Gov. Charlie Crist's personal quest to make state-backed Citizens Property Insurance a true competitor took a major hit Monday when the House Policy and Budget Council approved a bill that would do just the opposite.
In its original form, HB 1267, sponsored by Rep. Julio Robaina, R-Miami, would allow homeowners who are insured privately to switch to Citizens if their insurance company is charging 15 percent more than Citizens. Under current law, enacted in January, homeowners can jump to Citizens only if the premium difference is 25 percent higher.
Good for the consumer, bad for the insurance industry.
A similar bill knocking the threshold down to 15 percent is in the Senate.
But Monday, House members at first stripped all percentage language out of their proposal. Later, they put the 25 percent threshold back in, reverting back to existing law.
The bill also deleted language that would have prevented Citizens from hiking rates in 2008. The governor's office wanted to give Citizens more time to adjust to changes made during the special legislative session. Citizens expects to raise its rates in 2008.
The bill, which now goes to the House floor for debate, also includes provisions that would prohibit new Florida-only subsidiaries known as pup companies, and require existing subsidiaries to report profits from their parent companies.
The move by the House comes less than two weeks after Crist made unannounced visits to House and Senate committees to lobby for a more competitive role for Citizens.
Crist said Monday he is "very concerned" about the House vote. "I want us to continue to make progress on insurance reductions for our people," Crist said, adding that the insurance companies' multibillion-dollar profits are proof that they are "picking the pockets" of Floridians.

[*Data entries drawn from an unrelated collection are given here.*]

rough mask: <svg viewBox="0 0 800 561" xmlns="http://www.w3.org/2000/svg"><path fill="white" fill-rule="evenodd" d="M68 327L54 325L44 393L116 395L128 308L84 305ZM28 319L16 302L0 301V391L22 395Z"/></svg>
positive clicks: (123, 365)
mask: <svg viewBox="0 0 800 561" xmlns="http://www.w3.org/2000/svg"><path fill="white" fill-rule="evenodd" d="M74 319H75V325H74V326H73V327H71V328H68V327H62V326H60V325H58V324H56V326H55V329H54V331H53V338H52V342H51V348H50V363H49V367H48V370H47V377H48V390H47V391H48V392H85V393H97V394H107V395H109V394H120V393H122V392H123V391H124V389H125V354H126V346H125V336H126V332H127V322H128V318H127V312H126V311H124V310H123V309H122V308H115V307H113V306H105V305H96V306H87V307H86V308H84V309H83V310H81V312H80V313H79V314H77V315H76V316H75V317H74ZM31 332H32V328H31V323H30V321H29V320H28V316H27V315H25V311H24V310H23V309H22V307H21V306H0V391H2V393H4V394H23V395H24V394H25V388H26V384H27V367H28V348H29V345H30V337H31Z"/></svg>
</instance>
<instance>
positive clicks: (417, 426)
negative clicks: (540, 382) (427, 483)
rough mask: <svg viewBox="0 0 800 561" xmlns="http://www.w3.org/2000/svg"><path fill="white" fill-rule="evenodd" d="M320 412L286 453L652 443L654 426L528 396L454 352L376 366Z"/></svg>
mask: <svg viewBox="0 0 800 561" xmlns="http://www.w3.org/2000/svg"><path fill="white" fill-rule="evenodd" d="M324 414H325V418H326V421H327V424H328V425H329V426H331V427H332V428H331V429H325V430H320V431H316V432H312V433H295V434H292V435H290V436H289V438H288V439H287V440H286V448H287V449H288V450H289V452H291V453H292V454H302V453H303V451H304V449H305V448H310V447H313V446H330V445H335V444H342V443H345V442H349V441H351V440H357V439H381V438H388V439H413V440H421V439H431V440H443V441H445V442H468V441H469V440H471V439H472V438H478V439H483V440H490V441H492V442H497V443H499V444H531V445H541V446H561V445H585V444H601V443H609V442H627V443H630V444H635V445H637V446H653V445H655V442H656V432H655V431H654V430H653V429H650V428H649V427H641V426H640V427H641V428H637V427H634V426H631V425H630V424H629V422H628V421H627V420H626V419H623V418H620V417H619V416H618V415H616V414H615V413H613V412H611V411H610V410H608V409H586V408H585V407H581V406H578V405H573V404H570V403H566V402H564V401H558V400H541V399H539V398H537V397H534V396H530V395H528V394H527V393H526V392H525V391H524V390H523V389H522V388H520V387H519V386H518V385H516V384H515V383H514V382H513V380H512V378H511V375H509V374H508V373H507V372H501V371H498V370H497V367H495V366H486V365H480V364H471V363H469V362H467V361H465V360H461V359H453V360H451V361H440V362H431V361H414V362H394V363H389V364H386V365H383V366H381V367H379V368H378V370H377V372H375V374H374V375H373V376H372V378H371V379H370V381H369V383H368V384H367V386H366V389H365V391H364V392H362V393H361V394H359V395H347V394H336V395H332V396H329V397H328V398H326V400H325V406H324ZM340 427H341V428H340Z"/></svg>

And he vowed to keep fighting to lower rates.
"You think they won't attack me?" Crist said, his voice rising. "You think they won't attack the House or the Senate? They (the insurance industry) are fighting like crazy to keep these profits, and we've got to be tenacious. We've got to fight back."
Citizens insures about one in four Florida homes, or about 1.3-million. Until January's special session changed the rules, Citizens had to have the highest rates in the state.
But as the company has grown, so has its exposure to risk, which now stands at $434-billion.
"We're absolutely in favor of anything that keeps Citizens from growing," said Barney Bishop, president of Associated Industries of Florida, which represents insurance companies. "Citizens has got all that exposure, but only a couple billion in the bank."
And if Florida is hit by major storms, Bishop said, Citizens' ability to pay claims would quickly dry up. If that happened, all Florida policyholders would be assessed a fee to help make up the deficit.
"The problem won't be the cost of insurance," Bishop said, "but what are the assessments tacked on?"